The Passing of a Legend

Industry Perspective

The Passing of a Legend

by Ron Leach

America lost a national treasure with the recent passing of celebrated New York street photographer Helen Levitt. Born on August 31, 1913 of Russian-Jewish immigrants, Levitt died peacefully in her sleep on March 29 at the age of 95.

After dropping out of high school during her senior year, Levitt taught herself photography while working as an assistant to a commercial photographer in the Bronx. Inspired by the documentary work of Cartier-Bresson, Walker Evans and Ben Shahn, Levitt began by photographing her mother’s friends. She then bought her first Leica and used it to photograph chalk drawings on the streets of New York and the children who made them.

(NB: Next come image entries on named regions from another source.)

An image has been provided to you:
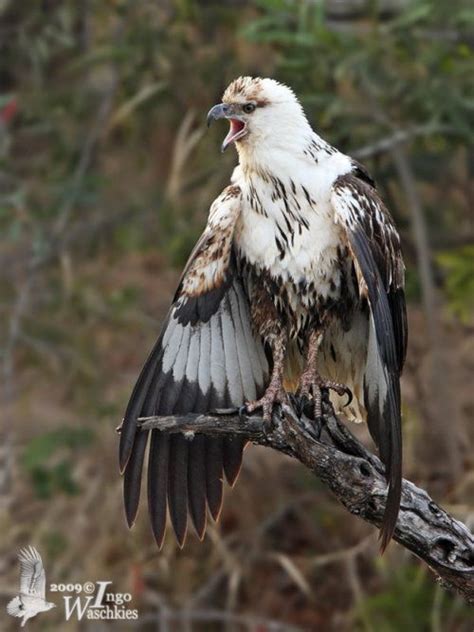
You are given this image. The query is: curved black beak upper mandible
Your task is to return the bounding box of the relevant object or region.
[206,103,231,127]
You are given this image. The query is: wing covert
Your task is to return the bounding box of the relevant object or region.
[120,186,268,546]
[331,174,407,549]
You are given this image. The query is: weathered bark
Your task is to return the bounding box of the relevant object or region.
[140,407,474,602]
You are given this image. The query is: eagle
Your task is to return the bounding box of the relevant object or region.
[119,77,407,550]
[7,546,56,627]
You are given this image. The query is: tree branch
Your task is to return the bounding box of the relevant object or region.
[139,406,474,602]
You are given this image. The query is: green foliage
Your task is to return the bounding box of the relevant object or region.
[437,246,474,324]
[21,428,93,499]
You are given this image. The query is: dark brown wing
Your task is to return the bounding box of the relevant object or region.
[331,171,407,549]
[120,187,268,547]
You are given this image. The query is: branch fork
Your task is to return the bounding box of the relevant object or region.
[133,402,474,603]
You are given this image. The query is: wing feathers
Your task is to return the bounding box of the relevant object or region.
[148,430,170,549]
[331,174,407,550]
[120,187,268,547]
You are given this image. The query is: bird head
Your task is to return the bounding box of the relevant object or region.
[207,77,311,154]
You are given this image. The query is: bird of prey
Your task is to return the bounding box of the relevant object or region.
[120,77,407,549]
[7,546,56,627]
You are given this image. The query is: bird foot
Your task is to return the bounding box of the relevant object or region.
[297,368,352,421]
[245,380,290,429]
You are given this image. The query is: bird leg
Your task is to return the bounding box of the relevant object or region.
[245,334,289,425]
[298,329,352,419]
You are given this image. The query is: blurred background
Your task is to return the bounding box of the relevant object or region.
[0,0,474,632]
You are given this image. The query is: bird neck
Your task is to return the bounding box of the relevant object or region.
[236,124,338,176]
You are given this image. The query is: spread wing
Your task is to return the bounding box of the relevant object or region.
[18,546,46,599]
[120,186,268,547]
[331,169,407,549]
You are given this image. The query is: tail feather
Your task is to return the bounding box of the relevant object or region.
[364,318,402,551]
[7,597,25,617]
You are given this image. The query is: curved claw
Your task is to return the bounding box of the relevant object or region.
[237,404,249,421]
[342,386,354,408]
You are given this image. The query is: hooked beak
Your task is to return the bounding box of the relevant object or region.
[207,103,247,152]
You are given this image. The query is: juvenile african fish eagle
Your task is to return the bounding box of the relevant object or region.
[7,546,56,627]
[120,77,407,548]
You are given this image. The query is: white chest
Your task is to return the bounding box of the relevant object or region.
[235,162,343,300]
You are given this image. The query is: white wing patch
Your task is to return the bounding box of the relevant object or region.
[18,546,46,599]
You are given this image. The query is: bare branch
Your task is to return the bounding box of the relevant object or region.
[140,407,474,602]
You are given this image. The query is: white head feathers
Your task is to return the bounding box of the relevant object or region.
[222,77,313,165]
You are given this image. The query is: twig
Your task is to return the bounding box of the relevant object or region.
[140,407,474,602]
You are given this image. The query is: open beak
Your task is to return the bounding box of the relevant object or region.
[207,103,247,151]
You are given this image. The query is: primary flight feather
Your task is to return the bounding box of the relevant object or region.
[120,77,407,548]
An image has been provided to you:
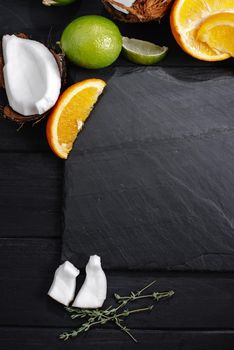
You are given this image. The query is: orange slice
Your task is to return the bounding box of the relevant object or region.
[197,12,234,56]
[46,79,106,159]
[170,0,234,61]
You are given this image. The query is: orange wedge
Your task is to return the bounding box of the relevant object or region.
[46,79,106,159]
[197,12,234,56]
[170,0,234,61]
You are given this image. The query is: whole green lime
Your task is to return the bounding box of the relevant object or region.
[60,15,122,69]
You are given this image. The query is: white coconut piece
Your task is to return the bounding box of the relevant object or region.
[72,255,107,309]
[48,261,80,306]
[112,0,136,14]
[2,35,61,116]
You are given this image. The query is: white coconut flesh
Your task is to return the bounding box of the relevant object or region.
[48,261,80,306]
[72,255,107,309]
[2,35,61,116]
[112,0,136,14]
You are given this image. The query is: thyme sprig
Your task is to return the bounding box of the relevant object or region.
[59,281,174,342]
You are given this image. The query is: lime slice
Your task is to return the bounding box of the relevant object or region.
[123,37,168,65]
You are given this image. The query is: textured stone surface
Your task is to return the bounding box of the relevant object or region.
[63,68,234,271]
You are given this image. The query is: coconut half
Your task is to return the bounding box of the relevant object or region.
[72,255,107,309]
[48,261,80,306]
[2,35,61,117]
[111,0,135,14]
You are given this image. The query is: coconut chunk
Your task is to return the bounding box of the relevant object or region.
[72,255,107,309]
[112,0,136,14]
[48,261,80,306]
[2,35,61,116]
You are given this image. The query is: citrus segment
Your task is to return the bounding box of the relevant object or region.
[197,12,234,56]
[170,0,234,61]
[123,37,168,65]
[46,79,106,159]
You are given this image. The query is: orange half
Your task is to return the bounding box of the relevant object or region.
[170,0,234,61]
[197,12,234,56]
[46,79,106,159]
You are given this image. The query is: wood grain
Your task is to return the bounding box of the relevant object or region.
[0,239,234,330]
[0,327,234,350]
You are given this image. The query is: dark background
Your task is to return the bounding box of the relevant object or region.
[0,0,234,350]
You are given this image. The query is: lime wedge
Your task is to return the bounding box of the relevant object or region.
[123,37,168,65]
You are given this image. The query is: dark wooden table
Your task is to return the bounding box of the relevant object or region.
[0,0,234,350]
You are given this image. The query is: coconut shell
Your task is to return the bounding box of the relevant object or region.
[102,0,172,23]
[0,33,66,124]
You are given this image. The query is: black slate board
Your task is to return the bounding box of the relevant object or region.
[62,68,234,271]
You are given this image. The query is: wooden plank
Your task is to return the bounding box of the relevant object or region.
[0,328,234,350]
[0,153,62,237]
[0,239,234,330]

Edward Steichen curated her first solo exhibition in 1943 at New York’s Museum of Modern Art. Entitled “Helen Levitt: Photographs of Children,” the show was well received and provided impetus to her career as a documentary photographer. Levitt also received two Guggenheim Foundation grants to make photograph the streets of New York in color.

Levitt also made documentary films and received an Academy Award nomination for the screenplay of The Quiet One in 1948. Helen Levitt worked on films for a quarter of a century and remained active as a still photographer for almost 70 years while living in New York.